I agree that it's a weird rule; the initial in this case contributes nothing to disambiguation, and including it is not natural, even if you know the general rule. (I have a patch for citeproc-js ready to go that would restrict primary-name disambiguation to clashes on primary names only, but I filed it in the attic when the APA response came through.)
What mronkko suggests sounds very possible: given the obscurity of the official APA position, we may have a de facto split between a "shy" and "aggressive" form of the rule. If that is the case, we should (additionally) support the "shy" rule in CSL.
That's a separate point from the main topic of discussion, but it's related: I think that disabling name disambiguation is not a good idea, because it can produce errors in the document (ambiguous cites) that are not visually obvious. If there are rules in the style, they should be applied, and if the rules need adjusting, the thing to do is to adjust them.
I'll commit a change that suppresses the initial on the primary author in this case.
(This discussion makes me feel the more strongly that we shouldn't lightly adopt suppression of names disambiguation, since mronkko's clear and specific complaint has ferreted out a fault in the processor logic that will benefit everyone.)
1. Do other people agree that's a good idea in general?
2. If so, what would be a practical way to implement it?
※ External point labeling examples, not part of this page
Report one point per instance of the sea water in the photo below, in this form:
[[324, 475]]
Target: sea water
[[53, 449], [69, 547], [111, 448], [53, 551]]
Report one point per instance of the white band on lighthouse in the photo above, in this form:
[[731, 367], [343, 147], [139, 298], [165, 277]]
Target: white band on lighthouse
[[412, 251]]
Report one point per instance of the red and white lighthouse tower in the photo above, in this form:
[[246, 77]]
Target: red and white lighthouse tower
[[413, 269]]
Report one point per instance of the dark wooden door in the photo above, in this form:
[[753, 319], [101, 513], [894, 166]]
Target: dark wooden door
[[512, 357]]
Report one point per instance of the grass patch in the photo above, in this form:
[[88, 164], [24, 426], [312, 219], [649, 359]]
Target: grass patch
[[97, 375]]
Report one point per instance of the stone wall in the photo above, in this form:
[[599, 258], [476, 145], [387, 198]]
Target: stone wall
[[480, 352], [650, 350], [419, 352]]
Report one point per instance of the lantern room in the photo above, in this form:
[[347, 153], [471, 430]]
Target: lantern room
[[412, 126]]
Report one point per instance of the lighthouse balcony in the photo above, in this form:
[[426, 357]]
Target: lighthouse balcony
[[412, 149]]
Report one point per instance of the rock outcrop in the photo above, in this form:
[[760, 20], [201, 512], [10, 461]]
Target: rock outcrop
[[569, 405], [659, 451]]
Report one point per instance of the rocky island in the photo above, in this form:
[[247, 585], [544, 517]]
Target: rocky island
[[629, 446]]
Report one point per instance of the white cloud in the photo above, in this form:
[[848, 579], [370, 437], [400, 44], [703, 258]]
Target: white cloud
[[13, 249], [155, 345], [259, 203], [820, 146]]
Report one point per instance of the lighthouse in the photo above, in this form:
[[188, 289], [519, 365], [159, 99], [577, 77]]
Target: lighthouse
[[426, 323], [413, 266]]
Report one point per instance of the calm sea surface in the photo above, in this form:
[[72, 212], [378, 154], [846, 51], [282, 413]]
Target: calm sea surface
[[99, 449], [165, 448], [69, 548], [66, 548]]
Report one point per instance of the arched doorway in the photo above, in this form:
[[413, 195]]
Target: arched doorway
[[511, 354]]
See e.g. how the two different Smiths are cited in this article using the APA style http://citeseerx.ist.psu.edu/viewdoc/download?doi=10.1.1.167.6787&rep=rep1&type=pdf
Most of the problems caused by the disambiguation are a result of having the same author name stored in a different form for different citations. For example, a paper written by me could have one of the following form for the author name
Ronkko, M
Ronkko, M. V.
Ronkko, Mikko
Ronkko, Mikko V.
Current version of Zotero thinks that these are different authors. If I cite four test articles each uses a different form, the result is this
(M. Ronkko, 2001; M. V. Ronkko, 2002; Mikko Ronkko, 2003; Mikko V. Ronkko, 2004)
Because different databases do have the same author stored in different ways, this case is commonly encountered when you are just building your reference database. This is very confusing to new users of Zotero that do not know why the author firstname is included in the citation. One way to solve what I think is a usability issue in the name disambiguation would be to consider authors to be the same if a name can be an abbreviated version of another name.
What do other people think about this idea?
I marked the number 8 on the paper cuts list with strikethrough for now.
But the vast majority of author-date styles in Zotero does not have a givenname disambiguation rule specified and thus defaults to disambiguating all (visible) names (the only available behavior under csl 0.8.1)- which may very well be required by some styles, but is certainly not the most common behavior.
I see mronkko's point about inconsistent databases - don't have much to add except that that problem would also become _much_ rarer with a" by-cite" default, since it would only affect citations by the same author(s) from the same year with inconsistent first names in Zotero.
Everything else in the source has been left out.